Note: "permalinks" may not be as permanent as we would like,
direct links of old sources may well be a few messages off.
Hi,
Problem:
cs:WFBitMapT/cs:WFBitMapS status remains after changes in network.
(Not syncing) (More detailed description below)
Environment:
Packages:
drbd82-8.2.6-1.el5.centos
kmod-drbd82-8.2.6-2
OS:
Linux node01 2.6.18-92.el5 #1 SMP Tue Apr 29 13:16:15 EDT 2008
x86_64 x86_64 x86_64 GNU/Linux
/proc/drbd:
Primary:
--------------------%<--------------------
version: 8.2.6 (api:88/proto:86-88)
GIT-hash: 3e69822d3bb4920a8c1bfdf7d647169eba7d2eb4 build by
buildsvn at c5-x8664-build, 2008-10-03 11:30:17
0: cs:WFBitMapS st:Secondary/Secondary ds:UpToDate/Outdated C r---
ns:0 nr:0 dw:0 dr:0 al:0 bm:0 lo:0 pe:0 ua:0 ap:0 oos:380
--------------------%<--------------------
Secondary:
--------------------%<--------------------
version: 8.2.6 (api:88/proto:86-88)
GIT-hash: 3e69822d3bb4920a8c1bfdf7d647169eba7d2eb4 build by
buildsvn at c5-x8664-build, 2008-10-03 11:30:17
0: cs:WFBitMapT st:Secondary/Secondary ds:Outdated/UpToDate C r---
ns:0 nr:0 dw:0 dr:0 al:0 bm:0 lo:0 pe:0 ua:0 ap:0 oos:72
--------------------%<--------------------
drbdadm get-gi all
Primary:
--------------------%<--------------------
A6DAADF5FB98B6D0:95905CADE9DCFB23:3CF9226F2C03C538:0000000000000004:1:1:0:1:0:1
--------------------%<--------------------
Secondary:
--------------------%<--------------------
CDCCE6A3D5BA3FFC:95905CADE9DCFB23:3CF9226F2C03C538:0000000000000004:1:0:0:1:0:0
--------------------%<--------------------
tail -n /var/log/messages | grep -i drbd
Primary:
--------------------%<--------------------
May 6 10:36:22 node01 kernel: drbd0: Split-Brain detected, dropping
connection!
May 6 10:36:22 node01 kernel: drbd0: self
A6DAADF5FB98B6D0:95905CADE9DCFB23:3CF9226F2C03C538:0000000000000004
May 6 10:36:22 node01 kernel: drbd0: peer
CDCCE6A3D5BA3FFC:95905CADE9DCFB23:3CF9226F2C03C538:0000000000000004
May 6 10:36:22 node01 kernel: drbd0: helper command: /sbin/drbdadm
split-brain
May 6 10:36:22 node01 kernel: drbd0: conn( WFReportParams ->
Disconnecting )
May 6 10:36:22 node01 kernel: drbd0: error receiving ReportState, l: 4!
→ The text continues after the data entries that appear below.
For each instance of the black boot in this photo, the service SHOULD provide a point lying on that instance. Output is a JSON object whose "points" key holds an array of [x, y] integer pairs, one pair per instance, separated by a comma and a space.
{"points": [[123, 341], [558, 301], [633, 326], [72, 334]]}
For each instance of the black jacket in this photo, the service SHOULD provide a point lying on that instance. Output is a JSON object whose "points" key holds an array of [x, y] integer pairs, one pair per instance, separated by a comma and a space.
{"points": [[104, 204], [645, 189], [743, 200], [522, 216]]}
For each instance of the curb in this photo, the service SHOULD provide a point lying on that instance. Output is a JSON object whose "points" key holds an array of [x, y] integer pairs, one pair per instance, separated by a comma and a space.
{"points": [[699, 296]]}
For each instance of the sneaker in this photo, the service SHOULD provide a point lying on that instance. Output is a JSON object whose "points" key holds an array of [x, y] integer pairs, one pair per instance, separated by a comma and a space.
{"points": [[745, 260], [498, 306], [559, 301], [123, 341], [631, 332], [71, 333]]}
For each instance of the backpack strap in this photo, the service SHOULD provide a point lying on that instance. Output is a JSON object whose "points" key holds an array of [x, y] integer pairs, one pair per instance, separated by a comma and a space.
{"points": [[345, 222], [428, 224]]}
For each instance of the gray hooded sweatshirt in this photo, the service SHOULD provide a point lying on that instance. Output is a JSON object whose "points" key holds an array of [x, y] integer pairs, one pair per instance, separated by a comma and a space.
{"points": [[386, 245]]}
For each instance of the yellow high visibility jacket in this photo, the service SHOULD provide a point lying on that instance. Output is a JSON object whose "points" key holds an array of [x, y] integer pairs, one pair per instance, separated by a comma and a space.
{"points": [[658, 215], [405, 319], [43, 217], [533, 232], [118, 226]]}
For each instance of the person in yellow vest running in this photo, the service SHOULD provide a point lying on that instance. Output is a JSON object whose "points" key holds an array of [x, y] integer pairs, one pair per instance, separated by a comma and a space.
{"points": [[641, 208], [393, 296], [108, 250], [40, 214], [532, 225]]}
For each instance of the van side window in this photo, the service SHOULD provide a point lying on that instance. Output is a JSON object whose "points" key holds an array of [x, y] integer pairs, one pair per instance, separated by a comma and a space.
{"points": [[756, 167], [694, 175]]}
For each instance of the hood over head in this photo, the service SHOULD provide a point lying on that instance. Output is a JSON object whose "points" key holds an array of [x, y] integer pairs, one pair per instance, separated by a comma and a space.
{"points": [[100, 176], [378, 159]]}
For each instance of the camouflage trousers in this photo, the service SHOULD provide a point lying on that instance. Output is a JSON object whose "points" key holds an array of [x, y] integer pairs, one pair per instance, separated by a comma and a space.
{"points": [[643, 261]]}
May 6 10:36:22 node01 kernel: drbd0: asender terminated
May 6 10:36:22 node01 kernel: drbd0: Terminating asender thread
May 6 10:36:22 node01 kernel: drbd0: tl_clear()
May 6 10:36:22 node01 kernel: drbd0: Connection closed
May 6 10:36:22 node01 kernel: drbd0: conn( Disconnecting -> StandAlone )
May 6 10:36:22 node01 kernel: drbd0: receiver terminated
May 6 10:36:22 node01 kernel: drbd0: Terminating receiver thread
May 6 10:40:43 node01 kernel: drbd0: conn( StandAlone -> Unconnected )
May 6 10:40:43 node01 kernel: drbd0: Starting receiver thread (from
drbd0_worker [16858])
May 6 10:40:43 node01 kernel: drbd0: receiver (re)started
May 6 10:40:43 node01 kernel: drbd0: conn( Unconnected -> WFConnection )
May 6 10:40:53 node01 kernel: drbd0: Handshake successful: Agreed
network protocol version 88
May 6 10:40:53 node01 kernel: drbd0: conn( WFConnection ->
WFReportParams )
May 6 10:40:53 node01 kernel: drbd0: Starting asender thread (from
drbd0_receiver [17038])
May 6 10:40:53 node01 kernel: drbd0: data-integrity-alg: <not-used>
May 6 10:40:53 node01 kernel: drbd0: Split-Brain detected, manually
solved. Sync from this node
May 6 10:40:53 node01 kernel: drbd0: peer( Unknown -> Secondary ) conn(
WFReportParams -> WFBitMapS )
May 6 10:40:53 node01 kernel: drbd0: Writing meta data super block now.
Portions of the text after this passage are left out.